Another question is why Airbus itself didn't sound the alarm sooner. Company executives say the problem arose because, even as the first planes are being built, engineers continue to tweak design details, based on data from test models already being flown. Some of those changes require modifications to wiring, especially in the cabin, where airlines have ordered customized features such as upgraded entertainment systems not used on earlier Airbus models.
To make the changes, technicians must thread their way through bundles of wires known as harnesses that run the length of the fuselage beneath the cabin floors. Each inch-thick bundle contains hundreds of wires, and the work is maddeningly slow.
Leahy says that until this spring, managers on the plant floor downplayed the problem. "If you asked any one department, they'd say, 'I'm a little bit behind, but we're going to catch up,'" he says. But Airbus executives were concerned enough to ask the consulting firm of McKinsey & Co. in April to examine the problem. It was McKinsey's report, in early June, that triggered the EADS announcement.
Yet others say the situation is no surprise, because Airbus's corporate culture openly discourages employees from alerting managers to potential problems. "If you tell them bad news, they simply don't listen," says Andrew Walker, a former top engineer at the factory in Broughton, Wales, where the A380's wings are built. "No one dares tell a high executive that something isn't possible, because he risks losing his job," says a local union leader at the Toulouse factory who asked for anonymity.
That fear could explain why Airbus failed to grasp the severity of the problem sooner, even though the company had similar problems in the 1990s with long-range versions of its A340 aircraft. Those planes "were delayed over one year from entering service by persistent problems associated with the installation and configuration of their interiors," says Sash Tuda, a London-based analyst with Goldman Sachs. "Airbus should have learned and explicitly applied the lessons from this," Tuda says.
EADS tacitly acknowledged some of these problems in announcing the resignations of Forgeard and Humbert. In a news release, the company said its board had "resolved to closely integrate the Airbus Div. into the organizational structure of EADS," and clarify lines of management reporting, after EADS buys out BAe Systems’ 20% stake in Airbus.
The British company wants to unload its stake and concentrate on its defense business. Negotiations between EADS and BAe are set to begin in early July after the investment bank Rothschild completes an analysis of the value of BAe's stake. At the same time, EADS is pressed for cash because of the A380 delivery delays, and because Airbus is expected to begin development soon of a midsize widebody jet to counter Boeing's hot-selling 787 Dreamliner.
No matter how the current crisis plays out, it's clear that Airbus will face a rough ride for the next few years. Until it can get a new widebody into the air—which will probably take more than five years—it will lose out on profitable orders to the Dreamliner and Boeing 777. It will have to pay penalties to disgruntled A380 customers, and some could cancel their orders.

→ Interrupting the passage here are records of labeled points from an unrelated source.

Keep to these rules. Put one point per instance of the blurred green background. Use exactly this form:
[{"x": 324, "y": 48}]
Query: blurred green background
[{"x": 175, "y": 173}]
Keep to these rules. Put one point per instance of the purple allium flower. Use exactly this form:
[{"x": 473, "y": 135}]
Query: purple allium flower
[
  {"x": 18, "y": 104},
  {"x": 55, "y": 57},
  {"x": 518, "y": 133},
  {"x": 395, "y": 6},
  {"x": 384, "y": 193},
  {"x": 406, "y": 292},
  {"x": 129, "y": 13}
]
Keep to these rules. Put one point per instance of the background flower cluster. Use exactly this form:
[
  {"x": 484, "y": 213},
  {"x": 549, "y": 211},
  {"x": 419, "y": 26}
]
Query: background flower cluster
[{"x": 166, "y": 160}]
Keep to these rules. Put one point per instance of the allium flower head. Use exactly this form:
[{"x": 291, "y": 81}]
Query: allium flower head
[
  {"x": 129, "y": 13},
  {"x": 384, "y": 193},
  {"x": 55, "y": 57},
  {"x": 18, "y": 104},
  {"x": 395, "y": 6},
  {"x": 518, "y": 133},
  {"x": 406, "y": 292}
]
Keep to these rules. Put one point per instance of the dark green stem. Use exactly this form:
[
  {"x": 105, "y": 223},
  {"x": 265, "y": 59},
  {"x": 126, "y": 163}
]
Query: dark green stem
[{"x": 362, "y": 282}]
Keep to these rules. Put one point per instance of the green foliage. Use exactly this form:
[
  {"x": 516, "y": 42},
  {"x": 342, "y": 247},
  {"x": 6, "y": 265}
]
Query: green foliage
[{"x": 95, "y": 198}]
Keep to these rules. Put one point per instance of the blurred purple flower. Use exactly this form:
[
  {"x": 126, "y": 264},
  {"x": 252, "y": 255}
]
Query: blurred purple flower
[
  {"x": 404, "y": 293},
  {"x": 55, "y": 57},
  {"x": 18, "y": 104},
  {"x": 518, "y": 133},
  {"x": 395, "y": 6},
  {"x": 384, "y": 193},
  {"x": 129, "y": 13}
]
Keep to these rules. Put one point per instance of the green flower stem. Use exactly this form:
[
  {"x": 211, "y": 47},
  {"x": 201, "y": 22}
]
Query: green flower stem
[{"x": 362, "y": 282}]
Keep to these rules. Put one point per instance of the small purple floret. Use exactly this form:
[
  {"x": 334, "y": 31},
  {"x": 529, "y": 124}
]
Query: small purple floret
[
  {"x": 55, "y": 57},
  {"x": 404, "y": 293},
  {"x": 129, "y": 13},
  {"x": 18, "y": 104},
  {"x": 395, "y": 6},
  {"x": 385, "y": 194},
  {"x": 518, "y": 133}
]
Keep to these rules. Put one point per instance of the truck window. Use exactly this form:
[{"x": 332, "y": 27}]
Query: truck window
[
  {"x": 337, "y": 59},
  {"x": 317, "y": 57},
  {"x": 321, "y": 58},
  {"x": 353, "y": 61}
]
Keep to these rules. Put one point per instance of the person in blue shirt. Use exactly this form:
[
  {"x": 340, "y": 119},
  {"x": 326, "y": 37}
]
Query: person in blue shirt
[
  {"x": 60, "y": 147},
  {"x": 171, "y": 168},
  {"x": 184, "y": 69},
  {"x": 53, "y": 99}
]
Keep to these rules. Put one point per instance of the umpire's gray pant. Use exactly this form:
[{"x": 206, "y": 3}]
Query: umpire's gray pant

But for all its woes, Airbus knows how to build good airplanes. If it didn't, it wouldn't command more than half the global aircraft business. While the Dreamliner so far looks like a big winner, Boeing has already run into production hurdles on the technically complex plane.
Airbus could still steal a march on Boeing with its next plane, likely to be unveiled at the Farnborough air show in England in July. If EADS can discipline its talented but sometimes unruly child, Airbus' recent trauma will have served a good purpose.